In an interview this week, Judge Posner told Reuters that the tech industries high profits and volatility makes patent litigation attractive for companies looking to wound competitors. As Judge Posner stated: "It's a constant struggle for survival." "As in any jungle, the animals will use all the means at their disposal, all their teeth and claws that are permitted by the ecosystem." The language is that colorful. See Judge who shelved Apple trial says system out of sync
I know Judge Posner, 73, is a Harvard trained lawyer, a federal appeals court judge, quite influential, and has written many books, including one on the economics of IP law, but is he acting within his role as a judge to make such comments? If nothing else, someone turning to the courts for redress for patent infringement is characterized as a jungle animal looking to use its teeth and claws to wound the infringer.
Further, Judge Posner questions whether patents should protect software or most other industries. He claims pharmaceuticals have a better claim to IP protection, because of the enormous investment required to produce a drug.
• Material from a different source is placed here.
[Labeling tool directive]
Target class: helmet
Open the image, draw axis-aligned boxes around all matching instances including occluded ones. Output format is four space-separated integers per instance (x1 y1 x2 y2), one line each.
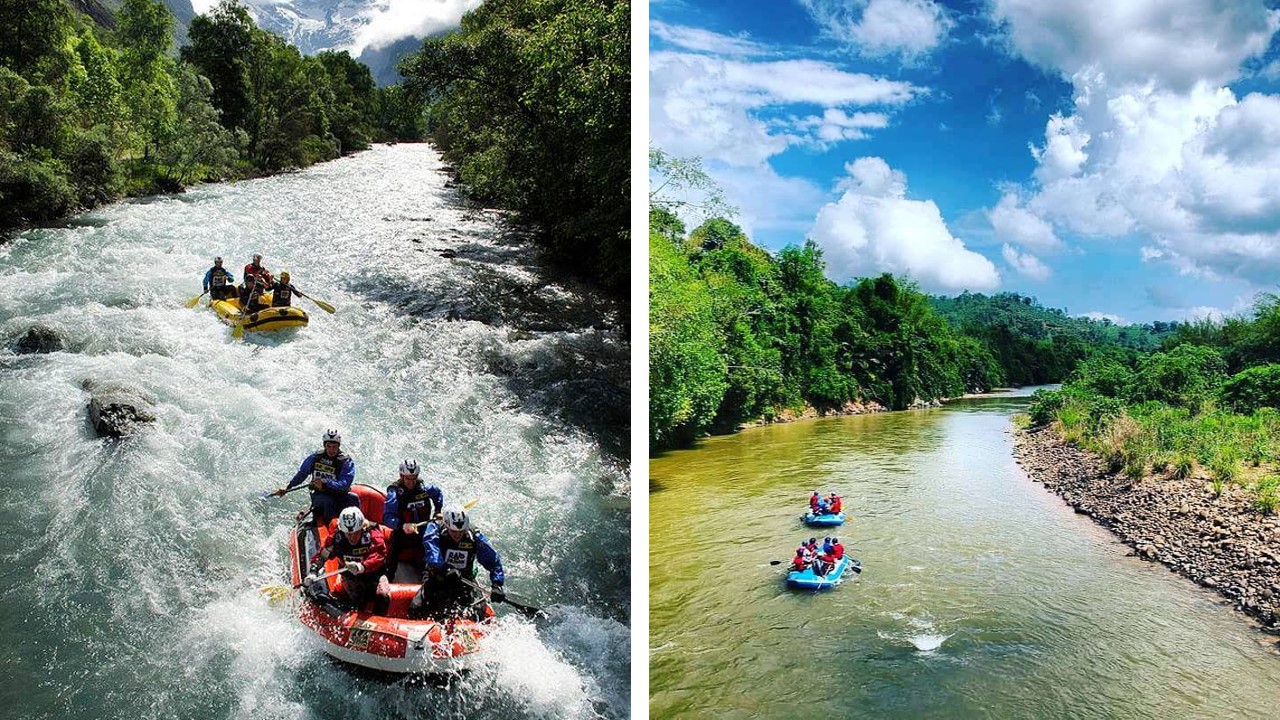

In contrast, advances in software and other industries cost much less and software companies benefit by being first to market, which would still exist if there were not software patents. Congress has not limited patents to pharmaceuticals or excluded the computer industry, but somehow being outspoken about one's personal views makes an interesting story.
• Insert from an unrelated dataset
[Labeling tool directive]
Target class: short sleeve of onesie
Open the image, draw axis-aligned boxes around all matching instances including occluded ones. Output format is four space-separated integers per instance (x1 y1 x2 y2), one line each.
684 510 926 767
We need to return to something basic a federal judge is not asked to legislate the law. I know there is considerable latitude in applying the law but if Congress has not limited patents to pharmaceuticals nor excluded computer related inventions, why should you tell us how you actually don't agree with Congress?
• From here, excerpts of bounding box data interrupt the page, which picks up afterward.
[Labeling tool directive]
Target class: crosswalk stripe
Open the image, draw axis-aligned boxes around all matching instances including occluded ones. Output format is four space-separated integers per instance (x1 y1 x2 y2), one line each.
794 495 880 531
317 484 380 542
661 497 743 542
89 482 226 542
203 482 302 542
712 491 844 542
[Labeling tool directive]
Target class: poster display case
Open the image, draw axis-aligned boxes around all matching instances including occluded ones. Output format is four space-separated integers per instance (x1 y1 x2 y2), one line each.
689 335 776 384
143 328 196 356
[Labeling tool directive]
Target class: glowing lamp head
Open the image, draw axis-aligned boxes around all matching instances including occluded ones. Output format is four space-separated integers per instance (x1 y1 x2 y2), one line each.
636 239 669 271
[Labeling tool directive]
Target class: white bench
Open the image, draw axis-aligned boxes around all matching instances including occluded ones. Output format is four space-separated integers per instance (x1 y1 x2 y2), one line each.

Plus timing of this interview is right after Judge Posner issued 38-page order
dismissing with prejudice the Apple v. Motorola
patent case. Should we question whether or not Judge Posner's anti-software patent bias was a factor in the dismissal with prejudice? I think Judge Posner's opinion is excellent, but it does raise questions on why the opinion was rather harsh in tone.
See related post: Apple v. Motorola Patent Case - Judge Posner Dismisses with Prejudice
It's a concern when you see Judge Posner's philosophy in his book, How Judges Think:
"Ivan Karamazov said if God does not exist everything is permitted, and traditional legal thinkers are likely to say that if legalism (legal formalism, orthodox legal reasoning, a "government of laws not men," the "rule of law" .....) does not exist everything is permitted to judges--- so watch out! Legalism does exist, and so not everything
is permitted. But its kingdom has shrunk and greyed to the point where today it is largely limited to routine cases, and so a great deal is permitted to judges."
A great deal is permitted to judges, but a judge shouldn't be contrary to Congress. If Congress has not made such subject matter exclusions, the outspoken and sweeping statements about what industries can benefit from patents raises the concern that Judge Posner's intuition and belief rather than just evidentiary gaps in the damage case motivated the terms of the dismissal.